Webinar


Mindsets are assumptions and expectations about ourselves and others that guide our decisions, practices, and interactions. The view that you adopt of yourself and others strongly affects the way you conduct yourself in professional settings and how you interact with or lead your teams. For example, a mindset that favors dedication, grit, and hard work matters as much as innate brains and talent.

In this webinar we looked at:

  • the impact of the labels we put on our own and other people’s words and actions.
  • the relationship between mindset, resilience, stress management, and success.
  • strategies for making shifts in thinking that can positively impact life and work.

Carolien Moors, MPsych and MEd, has applied psychology and business insight to challenges faced by leaders and teams as an organizational consultant, speaker, and coach, focusing on candor, accountability, and change for more than 30 years.

Presented on May 20, 2021.

Webinar Takeaways

 

You will greatly benefit professionally and personally if you make it a habit to think about your thinking and to fine-tune your internal monologue by critically considering the nature and the quality of your assumptions, beliefs, and thoughts.

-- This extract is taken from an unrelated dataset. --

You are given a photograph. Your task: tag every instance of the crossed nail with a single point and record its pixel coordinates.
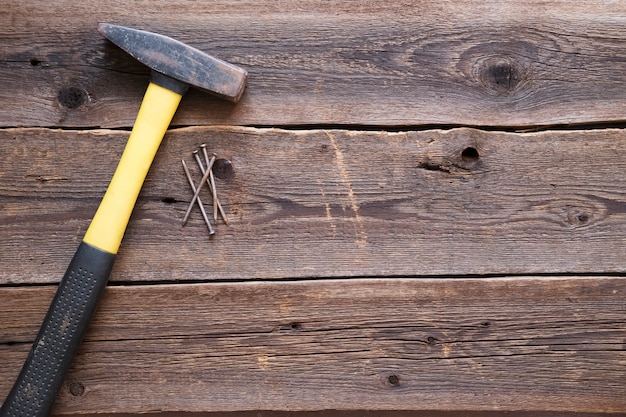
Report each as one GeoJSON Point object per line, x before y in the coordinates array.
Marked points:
{"type": "Point", "coordinates": [209, 179]}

Recognizing Unhelpful, Irrational, Dysfunctional Thoughts

  • Take a step back and observe your thoughts, otherwise known as self-distancing.
  • Consider: which are my thoughts about the situation, myself, and this person?
  • Where is the proof for my assumptions and thoughts, and how do I know I am right? 
  • Is it possible that I am missing, over-emphasizing, or neglecting something?
  • Is this thought adding insights or helping me clarify the situation or my coping plan?
  • Is this thought capable of increasing my preparedness or feeding into my strengths?
  • Observe your thoughts with curiosity, compassion, and critical evaluation to move on wiser.

Dis-Empowering Your Unhelpful, Irrational, Dysfunctional Thoughts

  • Acknowledge the inaccuracy in your thoughts without self-condemnation.
  • Determine, with a learning–mindset, which thoughts are “worth” worrying about.
  • Know that negative thoughts only stick if you believe they are worth engaging with. 
  • Talk to your thought: Hello Mrs. Worry, Good morning Mr. Nervous, Hi Miss Guilt.
  • Remember that merely having a thought, does not automatically make it true. 
  • If the thought persists, repeat the thought in a silly voice or with great exaggeration. 
  • Your thoughts do not define you and your thoughts only have power if you give it to them. 

Ways to Reframe Thoughts and Feelings of Fear, Frustration, Stress, Shame, Guilt, Despair

Reframe "I will never be able to handle this" into "I have the tools to get through this."
Reframe "Why does this always happen to me" into "It’s a natural stress response that I can influence."
Reframe "This is an awful situation" into "I feel scared, that’s okay, I know 3 things I can to calm down."
Reframe "What’s wrong with me?" into "Anxiety naturally feels unpleasant for me and others. I’m learning to move and breathe through it."

Work to avoid all-or-nothing words like always, never, everything, everyone, no-one, cannot etc. and test and reframe damaging beliefs such as: 

  • Candor is disrespectful.        
  • Kindness makes you a doormat.
  • Being brave means not being afraid. 
  • Mental health is freedom from undesirable emotions.
  • Being a competent professional means not making mistakes. 

Four Activities to Reinforce a Learning and Growth Mindset

  1. Steer out of your comfort zone, stretch yourself, start something new, stick with it.
  2. Schedule daily or weekly reflection and keep a 21-day journal. 
  3. While you seek out learning opportunities, stay on course and stay patient. 
  4. Cultivate your grit, use positive language, and seek constructive feedback. With this you can turn your hunger for approval into a passion for learning and growth. 

Three Final Reminders about your Feelings

  1. Having a feeling is different from acting on that feeling. 
  2. You have a right to all your feelings, the desirable and not so desirable ones. 
  3. Feelings aren’t inherently bad unless you give them undue attention and power.